CLINICAL PRESENTATION The upper eyelid is the site of origin in about two thirds of all cases, presumably due to a greater number of meibomian glands on the upper eyelid. The clinical appearance is varied and sebaceous cell carcinoma is very frequently misdiagnosed as a benign process. Often it presents as a firm, yellow nodule that resembles a chalazion. It can mimic a chronic blepharo-conjunctivitis or meibomianitis that does not respond to standard therapies (the so-called masquerade syndrome). A more worrisome presentation may be as a plaque-like thickening of the tarsal plate with destruction of meibomian gland orifices and tumor invasion of eyelash follicles leading to madarosis, or loss of lashes. Tumor tends to invade the overlying epithelium which may result in the formation of nests of malignant cells. This is known as pagetoid spread. Pagetoid spread of the tumor may result in diffuse spread of the tumor that replaces the entire thickness of the conjunctiva (intraepithelial carcinoma) and mimics conjunctivitis. This lesion can exhibit multicentric spread to the conjunctiva, corneal epithelium and even to the other eyelid. It may also spread through the caniliculus to the lacrimal excretory system and the nasal cavity.
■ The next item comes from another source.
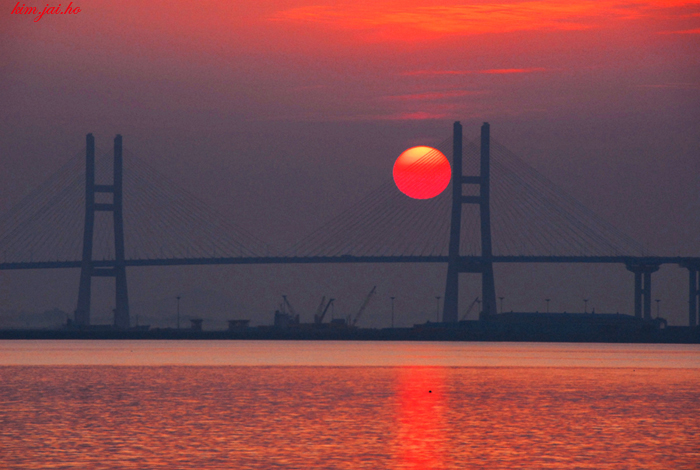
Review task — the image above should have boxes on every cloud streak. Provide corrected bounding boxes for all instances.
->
[270,0,700,40]
[402,67,547,76]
HISTOPATHOLOGY Sebaceous carcinoma varies from well- to poorly-differentiated tumors, depending on the number of neoplastic cells with sebaceous differentiation. The cells with sebaceous differentiation have abundant, finely vacuolated cytoplasm creating a foamy appearance. The other neoplastic cells have hyperchromatic nuclei, prominent nucleoli, and lightly basophilic cytoplasm. A lobular pattern of tumor is most common in the eyelid, though full-thickness involvement and Pagetoid spread of tumor cells in the conjunctiva or epidermis are also encountered. The tumor cells around the periphery of the lobules often have less cytoplasm and are more basophilic than those toward the center of the lobule. Oil red O stains for lipid within the tumor cells is rarely needed for diagnosis.
DIFFERENTIAL DIAGNOSIS The differential diagnosis includes basal cell carcinoma, squamous cell carcinoma, papilloma, blepharitis, chalazion, ocular cicatricial pemphigoid, cutaneous horns, discoid lupus, pyogenic granulomas, lacrimal sac tumors, and superior limbic keratoconjunctivitis.
TREATMENT Any suspicious eyelid lesion or one that does not respond to medical therapy or recurs in the same location deserves a biopsy. Because eyelid margin sebaceous carcinomas often originate in the deep tarsus, superficial shave biopsies may reveal chronic inflammation but miss the underlying tumor. A full-thickness eyelid biopsy with permanent sections may be required to determine the correct diagnosis. Alternately, a punch biopsy of full-thickness tarsal plate may be diagnostic. Wide surgical excision with microscopic monitoring of the margins is the treatment of choice. Mohs' micrographic surgical excision may be used, but it may not be as successful as in basal cell carcinoma or squamous cell carcinoma due to the possibility of multicentric skip lesions and pagetoid spread. If the tumor is very large or recurrent with spread to the bulbar conjunctiva or to orbital tissues, a subtotal or complete exenteration may be necessary. If evidence of spread to regional lymph nodes is present, the patient will require lymph node or radical neck dissection. Radiation therapy can be considered as an adjunct to local surgery. However, primary treatment with irradiation alone is inadequate, and recurrence usually occurs within three years.